More than 425 turtles are known dead in the spill zone since data began being collected on April 30, according to the US government’s National Oceanic and Atmospheric Administration (NOAA).
According to The Guardian, NOAA spokeswoman said: “My understanding is that protocols include looking for wildlife prior to igniting of oil. We take these things very seriously.”
Of the world’s seven sea turtle species, five are found in the Gulf of Mexico: leatherback, green, loggerhead, hawksbill and Kemp’s Ridley. All five of these turtle populations are endangered or threatened, none more so than the the Kemp’s Ridley turtle.
BP now stands accused of hindering rescue efforts of the turtles. In a video posted to You Tube, Mike Ellis, a skipper based out of Venice, Louisiana, states BP is shutting down conservationists attempting to rescue turtles caught in the oil-covered sargassum grass.
“They ran us out of there and then they shut us down, they would not let us go back in there,” said Ellis in the interview with Catherine Craig. Ellis adds the turtles look “chocolate-covered.”
Responding to the sickening news, Carole Allen, Gulf Director of the Sea Turtle Restoration Project, said: "It is criminal and it is cruel and they need to be held accountable. There should not be another lighting of a fire of any kind till people have gone in there and looked for turtles.”
On the project’s website, Ms Allen stated: “The burning of boom and oil when even one sea turtle was seen in the water is a despicable crime.”
On calm days, generally considered optimum weather conditions when on the open water, boats operating in pairs use fireproof booms to corral crude oil that has risen to the surface. The oil is then lit, creating huge flames and plumes of smoke.
Unfortunately, some oil collects along weed lines where sargassum and marine wildlife - including surface fish, crabs, sea slugs, and endangered sea turtles - congregate. The grass and wildlife vanish in the flames and smoke.
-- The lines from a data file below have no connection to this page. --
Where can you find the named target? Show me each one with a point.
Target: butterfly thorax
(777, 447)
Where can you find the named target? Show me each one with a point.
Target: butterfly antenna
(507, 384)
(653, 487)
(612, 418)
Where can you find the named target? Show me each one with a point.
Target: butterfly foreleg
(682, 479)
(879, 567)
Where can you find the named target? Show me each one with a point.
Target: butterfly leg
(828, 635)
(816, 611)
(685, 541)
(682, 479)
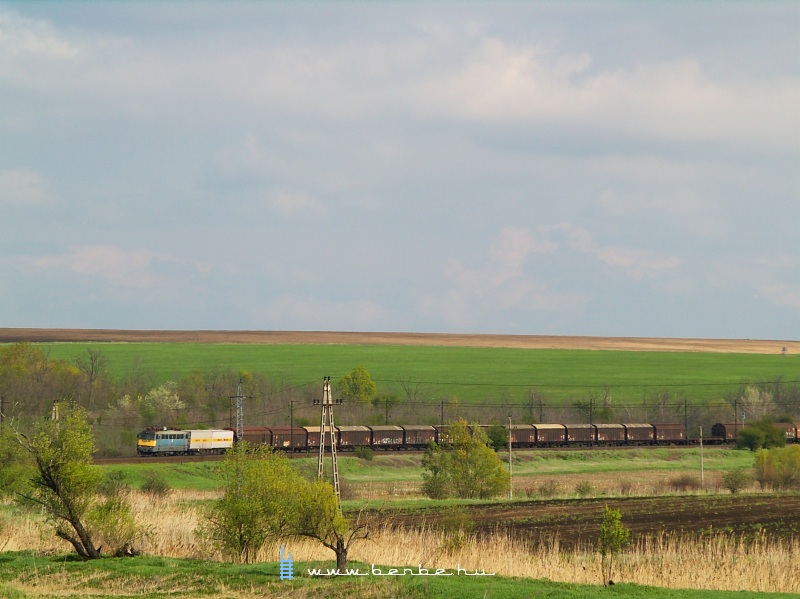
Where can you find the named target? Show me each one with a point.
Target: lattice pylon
(326, 424)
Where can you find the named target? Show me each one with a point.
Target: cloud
(304, 312)
(694, 211)
(25, 187)
(136, 269)
(637, 263)
(289, 202)
(501, 285)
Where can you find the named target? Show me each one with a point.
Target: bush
(364, 453)
(683, 483)
(778, 468)
(760, 434)
(548, 488)
(114, 484)
(155, 484)
(736, 480)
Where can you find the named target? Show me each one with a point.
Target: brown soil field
(576, 521)
(746, 346)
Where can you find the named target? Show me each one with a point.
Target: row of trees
(118, 408)
(264, 498)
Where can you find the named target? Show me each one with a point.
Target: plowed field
(576, 521)
(9, 335)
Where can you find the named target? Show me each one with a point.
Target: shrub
(762, 433)
(364, 453)
(778, 468)
(114, 484)
(684, 482)
(583, 488)
(736, 480)
(155, 484)
(613, 538)
(548, 488)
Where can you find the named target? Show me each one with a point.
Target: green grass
(402, 468)
(470, 374)
(23, 576)
(198, 476)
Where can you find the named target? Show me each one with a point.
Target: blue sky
(616, 168)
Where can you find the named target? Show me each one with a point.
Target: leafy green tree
(613, 538)
(15, 470)
(65, 482)
(356, 386)
(257, 504)
(265, 499)
(320, 518)
(761, 434)
(498, 436)
(465, 466)
(436, 472)
(736, 480)
(778, 468)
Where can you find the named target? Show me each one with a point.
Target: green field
(470, 374)
(25, 575)
(399, 467)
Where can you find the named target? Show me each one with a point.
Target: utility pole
(327, 403)
(239, 410)
(685, 414)
(701, 456)
(291, 425)
(510, 473)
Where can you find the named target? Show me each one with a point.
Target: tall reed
(723, 562)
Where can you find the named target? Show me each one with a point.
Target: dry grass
(722, 563)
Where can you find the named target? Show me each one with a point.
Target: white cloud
(289, 202)
(138, 269)
(693, 210)
(314, 313)
(637, 263)
(501, 82)
(25, 187)
(502, 285)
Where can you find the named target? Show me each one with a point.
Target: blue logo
(286, 566)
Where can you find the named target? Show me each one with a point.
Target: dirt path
(750, 346)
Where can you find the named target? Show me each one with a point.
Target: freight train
(169, 441)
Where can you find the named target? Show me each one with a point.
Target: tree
(258, 502)
(778, 468)
(613, 538)
(357, 385)
(320, 518)
(761, 434)
(736, 480)
(464, 466)
(385, 402)
(64, 483)
(265, 499)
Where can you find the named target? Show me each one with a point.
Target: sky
(570, 168)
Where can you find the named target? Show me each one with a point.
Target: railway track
(181, 459)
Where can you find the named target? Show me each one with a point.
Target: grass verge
(24, 575)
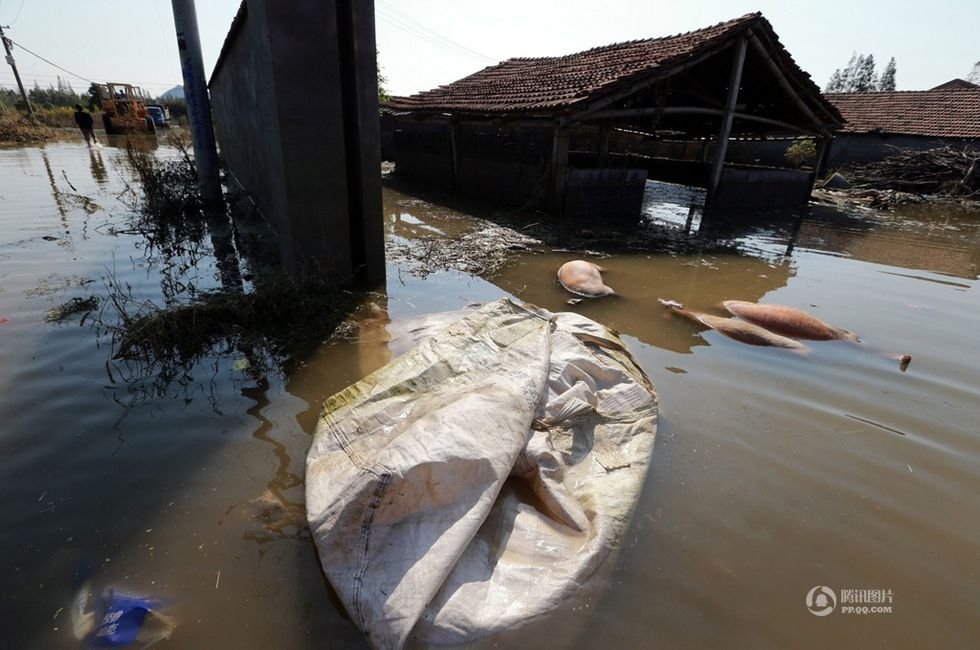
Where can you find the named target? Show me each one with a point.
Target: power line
(49, 62)
(18, 12)
(408, 24)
As reported earlier by the Los Angeles Times, lines of communication between BP and environmentalists remain closed.
Blair Witherington, a research scientist with the Florida Fish and Wildlife Conservation Commission who has also been a part of the sea turtle rescue efforts, said: “"It reflects the conventional wisdom of oil spills: If they just keep the oil out at sea, the harm will be minimal. And I disagree with that completely."
Since the explosion on April 20 of the Deepwater Horizon rig, 275 of the controlled burns have been conducted, removing more than 10 million gallons of oil from the Gulf’s open waters, resulting in the release of an untold amount of toxins into the air as well.
Under the Endangered Species Act, harming or killing a Kemp’s Ridley carries fines and civil penalties ($500-$25,000) for each violation. Criminal penalties can include prison time and fines from $25,000-$50,000.